Com esse romance percebemos um Monteiro Lobato, diferente do que diverte com seus contos e livros infantis. O livro foi escrito na intenção de ser bem aceito no norte da América, mas não teve reconhecimento devido as impossibilidade e exageros que viam naquilo. Um romance futurista. Porém não podemos nos iludir que Monteiro previa que elegeriam Obama. Prova evidente disso é que no livro além de tecer um discurso contra a miscigenação, também prega que a raça branca não deve se dividir, não devendo existir a separação entre homens e mulheres brancas, pois quando isso acontecer ocorrerá à lamentável ascensão da raça negra. Fica muito claro no romance, quando vemos o arrependimento das mulheres brancas ao Jim Roy (líder negro) ganhar as eleições.
Através desse temos um romance que mostra o pensamento de uma classe no Brasil em determinada época, possibilitando-nos compreender as origens do nosso preconceito, percebemos um gênio, brilhantíssimo escritor que tinha um defeito enorme e via os negros como de fato uma raça inferior e que não merecia respeito, e que não deveria se misturar.
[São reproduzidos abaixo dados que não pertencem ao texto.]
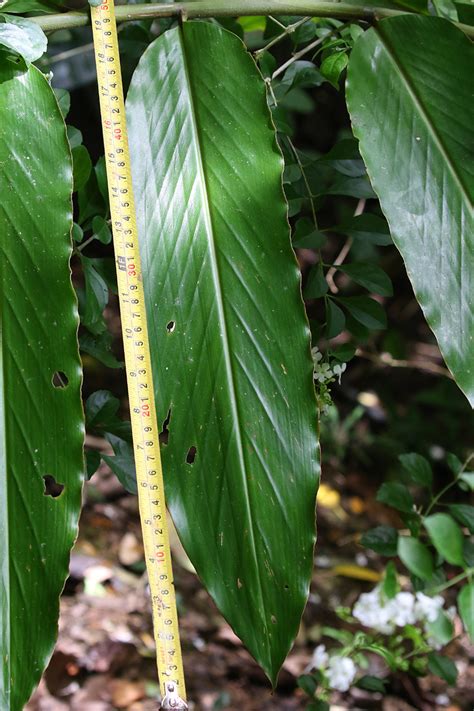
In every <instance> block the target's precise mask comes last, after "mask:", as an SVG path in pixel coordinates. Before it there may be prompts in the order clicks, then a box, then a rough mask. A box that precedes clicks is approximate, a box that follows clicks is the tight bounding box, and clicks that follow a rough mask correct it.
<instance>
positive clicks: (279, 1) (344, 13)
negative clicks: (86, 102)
mask: <svg viewBox="0 0 474 711" xmlns="http://www.w3.org/2000/svg"><path fill="white" fill-rule="evenodd" d="M404 14H406V11H405V10H389V9H388V8H384V7H365V6H364V5H349V4H346V3H343V2H322V1H320V0H190V1H188V2H179V3H173V4H164V3H149V4H138V5H117V7H116V8H115V16H116V19H117V22H127V21H130V20H143V19H150V18H156V17H174V16H177V17H181V18H182V19H183V20H186V19H194V18H200V17H201V18H203V17H237V16H245V15H302V16H304V15H308V16H310V17H334V18H340V19H342V20H354V21H356V20H367V21H368V22H374V21H375V20H381V19H383V18H384V17H394V16H396V15H404ZM28 19H29V20H33V21H34V22H36V23H37V24H38V25H39V26H40V27H41V28H42V29H43V30H44V31H45V32H52V31H53V30H64V29H70V28H72V27H83V26H85V25H89V24H90V15H89V12H88V11H84V12H63V13H59V14H57V15H41V16H39V17H29V18H28ZM455 24H456V25H457V26H458V27H459V29H461V30H462V31H463V32H465V34H467V35H468V36H469V37H474V27H469V26H468V25H462V24H460V23H455Z"/></svg>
Uma ideia que também foi adotada por ideologias que destruíram muitas pessoas em nome de uma raça pura e verdadeira. Com isso vemos também a necessidade de compreendermos o processo de formação do país verde e amarelo que rouba do negro a possibilidade de se manter na vida, e além de roubar esse direito ainda julga que as consequências cruéis que trouxeram aos negros servem de justificativa pra provar a sua incapacidade intelectual. Portanto, a discussão não deixa de ser contemporânea e não deixa de ser debatida depois de quase um século, mas agora tendo outras visões e outras literaturas, provando a capacidade do negro, mas não esquecendo o direito que lhes foram tomados.